Throughout the African Plio-Pleistocene fossil record, ungulates (hoofed mammals) are abundant and demonstrate strong links with specific habitats. Zooarchaeologists have often utilised ungulate remains to reconstruct habitats of archaeological sites and examine environmental change through time. However, less exploration has taken place into the relationship between ungulates and specific climate variables (i.e., temperature, precipitation, etc.).

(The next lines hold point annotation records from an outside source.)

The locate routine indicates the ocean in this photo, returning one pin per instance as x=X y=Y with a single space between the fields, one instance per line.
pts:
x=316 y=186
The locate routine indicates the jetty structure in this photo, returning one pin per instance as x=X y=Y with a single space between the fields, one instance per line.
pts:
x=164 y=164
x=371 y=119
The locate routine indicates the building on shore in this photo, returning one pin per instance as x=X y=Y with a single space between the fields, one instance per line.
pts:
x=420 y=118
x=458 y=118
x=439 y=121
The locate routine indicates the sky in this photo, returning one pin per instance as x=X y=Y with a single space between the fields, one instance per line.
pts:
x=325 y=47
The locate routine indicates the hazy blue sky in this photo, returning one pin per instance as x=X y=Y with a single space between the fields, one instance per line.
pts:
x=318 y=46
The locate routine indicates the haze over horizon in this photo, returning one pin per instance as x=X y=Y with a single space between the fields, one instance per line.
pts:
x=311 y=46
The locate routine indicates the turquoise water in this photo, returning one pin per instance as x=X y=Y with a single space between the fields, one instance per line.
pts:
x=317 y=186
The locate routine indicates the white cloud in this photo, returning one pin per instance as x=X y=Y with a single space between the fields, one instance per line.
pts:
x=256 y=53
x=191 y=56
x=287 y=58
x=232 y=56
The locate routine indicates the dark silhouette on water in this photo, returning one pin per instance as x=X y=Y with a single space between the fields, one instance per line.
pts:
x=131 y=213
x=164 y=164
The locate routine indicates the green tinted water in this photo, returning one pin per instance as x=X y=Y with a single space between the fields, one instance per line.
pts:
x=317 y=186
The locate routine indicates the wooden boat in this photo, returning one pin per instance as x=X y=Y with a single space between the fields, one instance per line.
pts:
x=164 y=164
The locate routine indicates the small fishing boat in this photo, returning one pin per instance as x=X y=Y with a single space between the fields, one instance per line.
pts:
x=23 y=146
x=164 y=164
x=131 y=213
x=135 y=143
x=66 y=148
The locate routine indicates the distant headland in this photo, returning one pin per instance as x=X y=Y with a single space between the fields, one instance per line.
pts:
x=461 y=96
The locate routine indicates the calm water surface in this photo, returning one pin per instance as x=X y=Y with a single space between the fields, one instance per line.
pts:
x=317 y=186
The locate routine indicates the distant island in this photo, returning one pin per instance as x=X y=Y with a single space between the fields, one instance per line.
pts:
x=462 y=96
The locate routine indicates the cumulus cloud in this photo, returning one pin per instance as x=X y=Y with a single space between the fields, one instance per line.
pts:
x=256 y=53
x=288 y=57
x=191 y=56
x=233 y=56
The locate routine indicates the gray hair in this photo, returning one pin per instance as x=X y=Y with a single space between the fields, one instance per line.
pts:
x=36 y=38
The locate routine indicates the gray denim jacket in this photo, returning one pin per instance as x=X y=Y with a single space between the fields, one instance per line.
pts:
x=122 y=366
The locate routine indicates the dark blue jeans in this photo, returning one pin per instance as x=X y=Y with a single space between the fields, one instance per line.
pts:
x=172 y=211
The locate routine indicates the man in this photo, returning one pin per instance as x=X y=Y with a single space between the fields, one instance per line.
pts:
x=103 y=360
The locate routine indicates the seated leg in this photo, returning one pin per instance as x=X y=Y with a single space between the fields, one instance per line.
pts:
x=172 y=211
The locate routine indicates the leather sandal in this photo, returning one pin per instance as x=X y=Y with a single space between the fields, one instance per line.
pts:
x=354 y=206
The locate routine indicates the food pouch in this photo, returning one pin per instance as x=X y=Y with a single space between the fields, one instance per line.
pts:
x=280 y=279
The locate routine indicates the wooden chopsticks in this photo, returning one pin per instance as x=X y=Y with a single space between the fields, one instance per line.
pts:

This seminar will discuss the results of an honours project undertaken in 2016 at UQ to investigate this relationship. Multivariate statistical analyses were used to study community composition of 64 modern sub-Saharan African ungulate communities in relation to mean annual temperature (MAT) and mean annual precipitation (MAP). Results revealed a strong positive correlation between actual and predicted climate parameters (MAT r2= 0.69; MAP r2= 0.60). Using transfer functions developed from the modern data, quantitative climate variable estimates were produced for 6 fossil assemblages spanning the late Quaternary. A critical evaluation indicated, however, that this new proxy was problematic at best.
About the Presenter
Marc Cheeseman recently completed his undergraduate and honours degrees at the University of Queensland. He is currently keeping himself busy by writing academic articles, newspaper articles, very polite emails, and bad music. His research interests include palaeoecology, taphonomy, landscape formation, contemporary archaeology, social and practice theories, and human agency.